You can designate any String field in your model as the document ID container by using the @DocumentIdField() annotation.

dart
import 'package:firestore_odm_annotation/firestore_odm_annotation.dart';
import 'package:freezed_annotation/freezed_annotation.dart';

part 'user.freezed.dart';
part 'user.g.dart';

@freezed
class User with _$User {
  const factory User({
    // This field will now be used as the document ID
    @DocumentIdField() required String uid,
    required String name,
    required String email,
  }) = _User;

  factory User.fromJson(Map<String, dynamic> json) => _$UserFromJson(json);
}

Automatic Synchronization

The most important concept to understand is that the value of the field annotated with @DocumentIdField is never actually stored within the Firestore document's data.

The ODM handles the synchronization for you automatically:

  • When writing data (e.g., insert, upsert): The ODM takes the value from your annotated field (e.g., uid: 'jane-doe') and uses it as the actual Firestore document ID. The uid field itself is not saved in the document's fields.
  • When reading data (e.g., get, stream): The ODM fetches the document, reads its actual Firestore ID, and automatically populates the annotated field in your model object.

This ensures that your model always has access to the document ID, but you never store redundant data in Firestore, keeping your database clean and efficient.
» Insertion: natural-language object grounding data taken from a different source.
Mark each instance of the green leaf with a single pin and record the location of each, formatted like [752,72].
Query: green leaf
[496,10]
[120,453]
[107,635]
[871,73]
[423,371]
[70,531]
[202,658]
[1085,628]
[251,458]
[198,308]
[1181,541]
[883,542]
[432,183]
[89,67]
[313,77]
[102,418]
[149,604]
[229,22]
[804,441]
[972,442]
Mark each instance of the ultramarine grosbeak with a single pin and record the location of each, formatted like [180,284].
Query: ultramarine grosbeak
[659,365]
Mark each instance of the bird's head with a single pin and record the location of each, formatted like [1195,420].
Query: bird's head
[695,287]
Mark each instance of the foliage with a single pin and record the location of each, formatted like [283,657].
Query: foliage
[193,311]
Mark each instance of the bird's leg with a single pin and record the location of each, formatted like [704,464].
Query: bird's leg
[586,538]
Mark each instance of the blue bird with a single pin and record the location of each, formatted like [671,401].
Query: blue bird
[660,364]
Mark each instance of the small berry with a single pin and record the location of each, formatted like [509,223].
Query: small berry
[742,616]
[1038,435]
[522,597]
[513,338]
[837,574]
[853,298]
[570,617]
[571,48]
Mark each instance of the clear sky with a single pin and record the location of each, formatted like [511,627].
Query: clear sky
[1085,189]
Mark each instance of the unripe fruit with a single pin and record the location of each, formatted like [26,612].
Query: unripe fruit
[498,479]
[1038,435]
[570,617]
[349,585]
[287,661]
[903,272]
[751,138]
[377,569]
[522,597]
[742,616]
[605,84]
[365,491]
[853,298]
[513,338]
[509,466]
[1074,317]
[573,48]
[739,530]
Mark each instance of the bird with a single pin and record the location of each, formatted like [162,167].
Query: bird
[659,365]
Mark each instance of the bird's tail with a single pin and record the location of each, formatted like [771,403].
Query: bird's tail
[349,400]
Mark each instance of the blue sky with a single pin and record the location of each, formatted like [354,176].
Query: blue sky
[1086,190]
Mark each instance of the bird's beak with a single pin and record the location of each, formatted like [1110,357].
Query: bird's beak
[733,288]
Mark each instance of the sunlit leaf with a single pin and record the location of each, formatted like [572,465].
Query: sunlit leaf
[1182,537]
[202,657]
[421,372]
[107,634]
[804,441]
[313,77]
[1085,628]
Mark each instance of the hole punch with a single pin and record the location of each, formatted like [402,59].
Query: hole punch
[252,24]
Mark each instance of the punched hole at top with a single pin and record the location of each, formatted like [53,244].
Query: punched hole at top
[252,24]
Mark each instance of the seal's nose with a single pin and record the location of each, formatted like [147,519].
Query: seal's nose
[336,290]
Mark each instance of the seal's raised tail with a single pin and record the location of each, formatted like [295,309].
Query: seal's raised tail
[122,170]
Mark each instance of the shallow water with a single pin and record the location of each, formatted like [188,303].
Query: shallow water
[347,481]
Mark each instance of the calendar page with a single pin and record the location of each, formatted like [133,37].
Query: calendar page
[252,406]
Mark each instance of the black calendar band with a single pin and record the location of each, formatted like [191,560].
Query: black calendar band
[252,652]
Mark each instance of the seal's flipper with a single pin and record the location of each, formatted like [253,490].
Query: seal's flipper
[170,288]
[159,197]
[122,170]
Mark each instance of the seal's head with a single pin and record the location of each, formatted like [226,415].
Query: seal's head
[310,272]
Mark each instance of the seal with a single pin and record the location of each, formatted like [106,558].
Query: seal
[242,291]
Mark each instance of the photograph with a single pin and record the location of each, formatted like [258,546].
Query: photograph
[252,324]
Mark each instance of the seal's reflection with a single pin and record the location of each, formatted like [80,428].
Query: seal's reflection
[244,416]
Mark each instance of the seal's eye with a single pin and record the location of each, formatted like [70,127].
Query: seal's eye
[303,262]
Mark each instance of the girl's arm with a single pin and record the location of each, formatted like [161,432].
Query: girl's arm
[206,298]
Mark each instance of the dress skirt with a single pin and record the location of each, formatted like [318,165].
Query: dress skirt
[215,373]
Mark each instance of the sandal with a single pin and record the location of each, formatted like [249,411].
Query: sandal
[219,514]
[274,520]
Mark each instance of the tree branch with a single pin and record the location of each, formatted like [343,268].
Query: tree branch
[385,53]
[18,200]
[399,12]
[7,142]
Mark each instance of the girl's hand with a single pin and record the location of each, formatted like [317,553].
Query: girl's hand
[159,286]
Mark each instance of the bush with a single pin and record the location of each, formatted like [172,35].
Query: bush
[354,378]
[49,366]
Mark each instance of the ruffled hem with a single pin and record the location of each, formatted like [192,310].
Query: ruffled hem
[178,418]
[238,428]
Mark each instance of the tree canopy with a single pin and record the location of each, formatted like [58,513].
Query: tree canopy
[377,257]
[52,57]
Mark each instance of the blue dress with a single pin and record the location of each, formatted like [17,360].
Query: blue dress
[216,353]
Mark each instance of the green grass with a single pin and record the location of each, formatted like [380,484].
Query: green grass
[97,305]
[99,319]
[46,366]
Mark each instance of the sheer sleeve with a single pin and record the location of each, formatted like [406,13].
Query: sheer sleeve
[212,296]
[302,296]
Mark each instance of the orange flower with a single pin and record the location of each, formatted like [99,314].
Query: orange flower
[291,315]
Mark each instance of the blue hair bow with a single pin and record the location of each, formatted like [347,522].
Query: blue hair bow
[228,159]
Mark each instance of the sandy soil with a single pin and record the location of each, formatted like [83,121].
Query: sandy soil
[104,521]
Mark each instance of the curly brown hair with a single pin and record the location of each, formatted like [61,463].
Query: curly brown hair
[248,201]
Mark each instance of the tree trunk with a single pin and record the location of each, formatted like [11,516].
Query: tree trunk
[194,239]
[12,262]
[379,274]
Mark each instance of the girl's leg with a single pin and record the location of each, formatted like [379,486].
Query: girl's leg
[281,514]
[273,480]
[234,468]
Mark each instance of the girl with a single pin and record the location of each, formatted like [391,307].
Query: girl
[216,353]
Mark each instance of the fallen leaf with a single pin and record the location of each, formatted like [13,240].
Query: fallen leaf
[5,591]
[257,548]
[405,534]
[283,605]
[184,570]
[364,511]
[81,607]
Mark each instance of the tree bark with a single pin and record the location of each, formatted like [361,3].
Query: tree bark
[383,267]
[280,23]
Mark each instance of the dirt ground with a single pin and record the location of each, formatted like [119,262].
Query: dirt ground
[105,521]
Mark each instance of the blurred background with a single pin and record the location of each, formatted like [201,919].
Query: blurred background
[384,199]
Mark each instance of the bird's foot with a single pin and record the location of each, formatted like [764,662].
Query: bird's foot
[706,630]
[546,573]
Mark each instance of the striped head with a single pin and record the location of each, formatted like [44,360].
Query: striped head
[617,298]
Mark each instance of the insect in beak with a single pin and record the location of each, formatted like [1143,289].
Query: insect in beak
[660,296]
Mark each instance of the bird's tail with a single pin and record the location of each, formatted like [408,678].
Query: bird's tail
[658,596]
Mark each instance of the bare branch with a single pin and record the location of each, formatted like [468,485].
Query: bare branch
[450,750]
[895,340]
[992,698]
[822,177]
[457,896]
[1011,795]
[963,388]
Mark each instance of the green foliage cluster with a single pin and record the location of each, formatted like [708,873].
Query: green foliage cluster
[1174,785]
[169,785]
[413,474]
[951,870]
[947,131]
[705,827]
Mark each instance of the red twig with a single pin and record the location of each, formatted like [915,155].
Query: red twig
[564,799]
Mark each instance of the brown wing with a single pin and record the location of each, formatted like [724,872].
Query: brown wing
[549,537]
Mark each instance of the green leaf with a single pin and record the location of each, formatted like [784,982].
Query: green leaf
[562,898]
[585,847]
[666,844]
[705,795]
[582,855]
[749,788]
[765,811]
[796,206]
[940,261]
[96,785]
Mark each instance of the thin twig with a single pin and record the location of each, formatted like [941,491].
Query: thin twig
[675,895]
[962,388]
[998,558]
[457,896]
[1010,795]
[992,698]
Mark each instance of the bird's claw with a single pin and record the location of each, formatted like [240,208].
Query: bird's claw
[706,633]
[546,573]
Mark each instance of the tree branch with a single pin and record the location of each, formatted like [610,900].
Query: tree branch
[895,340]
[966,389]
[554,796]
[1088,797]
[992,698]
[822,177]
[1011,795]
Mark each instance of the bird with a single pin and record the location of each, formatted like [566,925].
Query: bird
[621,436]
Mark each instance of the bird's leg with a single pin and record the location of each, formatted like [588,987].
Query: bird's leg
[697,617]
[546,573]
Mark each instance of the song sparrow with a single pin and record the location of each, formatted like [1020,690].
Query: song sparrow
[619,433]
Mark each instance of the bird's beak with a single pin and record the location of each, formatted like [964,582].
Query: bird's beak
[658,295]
Auto-Generated Document IDs

When you want Firestore to automatically generate a unique document ID, use the special constant:

dart
import 'package:firestore_odm/firestore_odm.dart';

await db.users.insert(User(
  id: FirestoreODM.autoGeneratedId, // Server generates unique ID
  name: 'John Doe',
  email: 'john@example.com',
));

This will cause Firestore to generate a unique document ID automatically. The generated ID will be available in the returned document when you read it back:

dart
// Insert with auto-generated ID
await db.users.insert(User(
  id: FirestoreODM.autoGeneratedId,
  name: 'Auto User',
  email: 'auto@example.com',
));

// Query to find the user (since we don't know the generated ID)
final users = await db.users
  .where(($) => $.email(isEqualTo: 'auto@example.com'))
  .get();

if (users.isNotEmpty) {
  final user = users.first;
  print('Generated ID: ${user.id}'); // Shows the auto-generated ID
}

When to Use Auto-Generated IDs

Auto-generated IDs are useful when:

  • You don't have a natural unique identifier for your documents
  • You want to ensure globally unique IDs without collision risk
  • You're creating documents in bulk and don't want to manage ID generation yourself
  • You're implementing a system where the ID doesn't need to be human-readable

When to Use Custom IDs

Custom IDs are better when:

  • You have a natural unique identifier (like email, username, etc.)